You can see in the figure above (taken from Rouder’s figure 2), the distribution of Bayes factors observed when the null is true (purple, projected downwards) vs when the alternative is true (pink, projected upwards). Remember, the true hypothesis was chosen by coin flip. You can clearly see that when a BF of 3 to 1 in favor of the null is observed, the purple column is three times bigger than the pink column (shown with the arrows).
Below (taken from Rouder’s figure 2) you see what happens when one employs optional stopping (e.g., flip a coin to pick underlying true model, then sample until BF favors one model to another by at least 10 or you reach a maximum n). The distribution of Bayes factors generated by each model becomes highly skewed, which is often taken as evidence that conclusions drawn from Bayes factors depend on the stopping rule. The incorrect interpretation would be: Given the null is true, the number of times I find BF=x in favor of the alternative (i.e., in favor of the wrong model) has gone up, therefore the BF is sensitive to optional stopping. This is incorrect because it conditions on one model being true and checks the number of times a BF is observed, rather than conditioning on the observed BF and checking how often it came from H0 vs. H1.

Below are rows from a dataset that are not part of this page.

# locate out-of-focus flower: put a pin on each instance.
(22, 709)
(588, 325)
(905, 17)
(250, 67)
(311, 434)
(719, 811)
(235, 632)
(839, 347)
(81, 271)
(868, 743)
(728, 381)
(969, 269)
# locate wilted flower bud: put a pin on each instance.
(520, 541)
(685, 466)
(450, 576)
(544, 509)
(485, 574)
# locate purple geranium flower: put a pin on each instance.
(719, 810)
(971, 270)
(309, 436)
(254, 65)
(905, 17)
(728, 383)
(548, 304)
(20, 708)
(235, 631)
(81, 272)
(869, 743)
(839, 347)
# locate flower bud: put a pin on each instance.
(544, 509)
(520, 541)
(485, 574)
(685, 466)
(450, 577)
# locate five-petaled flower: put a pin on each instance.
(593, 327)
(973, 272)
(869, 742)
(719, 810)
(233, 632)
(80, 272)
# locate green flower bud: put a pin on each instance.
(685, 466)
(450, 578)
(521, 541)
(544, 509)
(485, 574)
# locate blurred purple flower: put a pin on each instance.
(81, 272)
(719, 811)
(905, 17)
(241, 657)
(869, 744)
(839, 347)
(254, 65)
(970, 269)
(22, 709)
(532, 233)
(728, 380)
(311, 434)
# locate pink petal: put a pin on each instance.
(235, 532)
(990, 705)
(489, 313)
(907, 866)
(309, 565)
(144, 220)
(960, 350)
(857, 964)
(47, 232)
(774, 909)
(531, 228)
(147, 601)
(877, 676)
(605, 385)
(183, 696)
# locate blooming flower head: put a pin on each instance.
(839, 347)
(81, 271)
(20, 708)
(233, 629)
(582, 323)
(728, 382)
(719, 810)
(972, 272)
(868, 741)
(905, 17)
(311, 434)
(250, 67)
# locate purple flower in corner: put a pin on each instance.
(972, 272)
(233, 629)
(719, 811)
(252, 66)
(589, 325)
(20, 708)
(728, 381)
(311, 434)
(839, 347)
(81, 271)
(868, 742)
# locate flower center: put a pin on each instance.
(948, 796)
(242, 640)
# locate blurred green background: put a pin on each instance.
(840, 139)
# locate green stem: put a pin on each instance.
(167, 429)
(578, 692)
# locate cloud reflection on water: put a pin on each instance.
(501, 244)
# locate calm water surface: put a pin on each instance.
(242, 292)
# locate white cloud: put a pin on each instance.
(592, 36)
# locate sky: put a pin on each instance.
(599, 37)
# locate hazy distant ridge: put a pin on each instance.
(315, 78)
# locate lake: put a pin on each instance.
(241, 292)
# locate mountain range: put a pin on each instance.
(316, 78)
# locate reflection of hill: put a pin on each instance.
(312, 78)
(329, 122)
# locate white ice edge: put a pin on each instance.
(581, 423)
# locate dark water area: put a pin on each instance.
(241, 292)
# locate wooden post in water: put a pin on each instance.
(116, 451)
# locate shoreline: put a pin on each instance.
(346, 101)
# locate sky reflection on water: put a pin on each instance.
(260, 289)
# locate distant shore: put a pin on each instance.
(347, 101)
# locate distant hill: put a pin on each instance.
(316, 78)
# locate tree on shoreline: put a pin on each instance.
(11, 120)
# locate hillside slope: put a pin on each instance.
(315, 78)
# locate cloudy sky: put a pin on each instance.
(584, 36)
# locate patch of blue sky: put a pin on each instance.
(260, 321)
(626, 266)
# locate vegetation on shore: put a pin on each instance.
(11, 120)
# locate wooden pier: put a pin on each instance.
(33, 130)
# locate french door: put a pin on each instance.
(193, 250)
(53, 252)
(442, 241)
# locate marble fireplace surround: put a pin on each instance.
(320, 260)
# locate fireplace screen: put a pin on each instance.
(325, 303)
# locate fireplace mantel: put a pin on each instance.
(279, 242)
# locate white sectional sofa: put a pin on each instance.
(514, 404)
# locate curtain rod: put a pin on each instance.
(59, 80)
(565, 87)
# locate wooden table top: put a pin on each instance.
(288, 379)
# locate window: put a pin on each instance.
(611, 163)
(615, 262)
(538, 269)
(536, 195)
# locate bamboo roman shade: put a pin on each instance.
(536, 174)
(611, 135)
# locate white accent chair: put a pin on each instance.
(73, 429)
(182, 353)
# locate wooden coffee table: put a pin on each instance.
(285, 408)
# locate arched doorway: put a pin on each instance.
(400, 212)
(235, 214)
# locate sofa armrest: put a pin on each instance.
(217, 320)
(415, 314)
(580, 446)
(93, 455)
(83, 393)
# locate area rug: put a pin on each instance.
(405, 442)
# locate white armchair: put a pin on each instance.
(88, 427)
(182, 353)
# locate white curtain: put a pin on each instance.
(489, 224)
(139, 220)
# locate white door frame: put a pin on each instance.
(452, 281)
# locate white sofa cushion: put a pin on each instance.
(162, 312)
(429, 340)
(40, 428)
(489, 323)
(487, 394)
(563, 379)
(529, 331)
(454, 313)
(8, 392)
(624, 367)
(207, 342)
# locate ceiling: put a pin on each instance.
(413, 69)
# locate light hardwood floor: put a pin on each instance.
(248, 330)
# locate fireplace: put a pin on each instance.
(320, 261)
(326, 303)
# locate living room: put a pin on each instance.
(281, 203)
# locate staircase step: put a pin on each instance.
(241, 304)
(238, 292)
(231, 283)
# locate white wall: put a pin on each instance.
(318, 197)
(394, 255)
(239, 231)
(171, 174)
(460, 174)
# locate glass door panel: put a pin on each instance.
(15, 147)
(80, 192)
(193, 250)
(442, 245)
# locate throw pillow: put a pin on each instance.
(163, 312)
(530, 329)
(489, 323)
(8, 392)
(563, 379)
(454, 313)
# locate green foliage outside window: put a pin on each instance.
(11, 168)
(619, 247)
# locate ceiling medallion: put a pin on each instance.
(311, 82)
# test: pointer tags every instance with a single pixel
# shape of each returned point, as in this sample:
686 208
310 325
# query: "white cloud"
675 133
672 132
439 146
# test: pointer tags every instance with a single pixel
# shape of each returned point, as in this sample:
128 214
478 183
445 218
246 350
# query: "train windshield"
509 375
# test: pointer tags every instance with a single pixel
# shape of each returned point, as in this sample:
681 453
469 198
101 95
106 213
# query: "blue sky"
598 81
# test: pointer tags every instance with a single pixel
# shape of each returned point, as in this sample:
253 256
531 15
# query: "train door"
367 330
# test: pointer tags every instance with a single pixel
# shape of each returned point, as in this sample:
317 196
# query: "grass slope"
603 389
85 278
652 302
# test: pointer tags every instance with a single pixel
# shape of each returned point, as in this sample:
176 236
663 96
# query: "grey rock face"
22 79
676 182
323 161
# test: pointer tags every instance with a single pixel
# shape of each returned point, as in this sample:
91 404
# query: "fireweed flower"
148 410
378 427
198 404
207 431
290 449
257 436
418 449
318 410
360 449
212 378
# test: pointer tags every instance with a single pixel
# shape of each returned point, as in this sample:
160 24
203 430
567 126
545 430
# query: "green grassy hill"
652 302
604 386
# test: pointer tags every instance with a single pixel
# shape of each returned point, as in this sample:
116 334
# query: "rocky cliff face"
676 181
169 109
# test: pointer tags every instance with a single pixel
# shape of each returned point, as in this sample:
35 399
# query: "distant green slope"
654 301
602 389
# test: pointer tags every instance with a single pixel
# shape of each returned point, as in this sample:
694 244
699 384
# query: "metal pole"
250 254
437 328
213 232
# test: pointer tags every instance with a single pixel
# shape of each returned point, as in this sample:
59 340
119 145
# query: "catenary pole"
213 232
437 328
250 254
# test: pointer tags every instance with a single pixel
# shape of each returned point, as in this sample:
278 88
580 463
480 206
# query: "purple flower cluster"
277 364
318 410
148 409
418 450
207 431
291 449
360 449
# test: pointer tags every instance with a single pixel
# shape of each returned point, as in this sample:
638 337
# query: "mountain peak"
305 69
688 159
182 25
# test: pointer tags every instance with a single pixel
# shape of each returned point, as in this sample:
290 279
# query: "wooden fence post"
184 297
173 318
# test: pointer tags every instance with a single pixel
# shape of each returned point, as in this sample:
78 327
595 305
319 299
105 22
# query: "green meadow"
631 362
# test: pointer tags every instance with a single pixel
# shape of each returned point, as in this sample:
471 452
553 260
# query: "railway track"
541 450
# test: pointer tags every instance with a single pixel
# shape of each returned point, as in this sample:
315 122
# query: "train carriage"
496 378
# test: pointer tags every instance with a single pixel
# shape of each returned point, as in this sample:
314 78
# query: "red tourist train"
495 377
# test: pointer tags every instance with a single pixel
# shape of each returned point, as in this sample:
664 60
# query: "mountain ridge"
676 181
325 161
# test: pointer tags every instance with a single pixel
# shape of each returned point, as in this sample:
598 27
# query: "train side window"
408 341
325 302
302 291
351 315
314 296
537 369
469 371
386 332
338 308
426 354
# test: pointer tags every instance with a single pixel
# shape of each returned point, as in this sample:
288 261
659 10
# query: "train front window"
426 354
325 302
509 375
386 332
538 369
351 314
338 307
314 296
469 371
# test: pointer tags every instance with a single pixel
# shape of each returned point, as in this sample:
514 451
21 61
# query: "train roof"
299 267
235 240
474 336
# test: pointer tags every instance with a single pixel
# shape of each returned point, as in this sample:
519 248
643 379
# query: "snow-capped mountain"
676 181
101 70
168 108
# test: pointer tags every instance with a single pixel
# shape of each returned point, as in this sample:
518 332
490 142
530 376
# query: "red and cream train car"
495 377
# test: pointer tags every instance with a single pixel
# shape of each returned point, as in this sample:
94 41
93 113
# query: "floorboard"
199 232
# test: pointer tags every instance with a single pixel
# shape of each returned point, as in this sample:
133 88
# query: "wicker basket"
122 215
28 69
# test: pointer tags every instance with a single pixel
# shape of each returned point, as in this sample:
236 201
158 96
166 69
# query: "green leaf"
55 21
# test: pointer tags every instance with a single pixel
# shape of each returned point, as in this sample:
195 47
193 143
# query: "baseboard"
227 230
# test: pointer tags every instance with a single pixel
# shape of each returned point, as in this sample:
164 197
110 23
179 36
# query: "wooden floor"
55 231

Look again at what matters: What is the ratio of observed BFs that come from H1 vs. H0 for a given BF? No matter what stopping rule is used, the answer is always the same: If the true hypothesis is chosen by a coin flip, and a BF of 10 in favor of the alternative is observed, there will be 10 times as many observed BFs in the alternative column (pink) than in the null column (purple).
In Rouder’s simulations he always used prior odds of 1 to 1, because then the posterior odds equal the Bayes factor. If one were to change the prior odds then the Bayes factor would no longer equal the posterior odds, and the shape of the distribution would again change; but importantly, while the absolute number of Bayes factors that end up in each bin would change, but the ratios of each pink column to purple column would not. No matter what stopping rule you use, the conclusions we draw from Bayes factors and posterior odds are unaffected by the stopping rule.
Feel free to employ any stopping rule you wish.
This result was recently shown again by Deng, Lu, and Chen in a paper posted to arXiv (pdf link) using similar simulations, and they go further in that they prove the theorem.
A few choice quotes
Optional-stopping protocols may be hybrids where sampling occurs until the Bayes factor reaches a certain level or a certain number of samples is reached. Such an approach strikes me as justifiable and reasonable, perhaps with the caveat that such protocols be made explicit before data collection. The benefit of this approach is that more resources may be devoted to more ambiguous experiments than to clear ones.
The critical error … is studying Bayesian updating conditional on some hypothetical truth rather than conditional on data. This error is easy to make because it iswhat we have been taught and grown familiar with in our frequentist training. In my opinion, the key to understanding Bayesian analysis is to focus on the degree of belief for considered models, which need not and should not be calibrated relative to some hypothetical truth.
When we update relative beliefs about two models, we make an implicit assumption that they are worthy of our consideration. Under this assumption, the beliefs may be updated regardless of the stopping rule. In this case, the models are dramatically wrong, so much so that the posterior odds contain no useful information whatsoever. Perhaps the more important insight is not that optional stopping is undesirable, but that the meaningfulness of posterior odds is a function of the usefulness of the models being compared.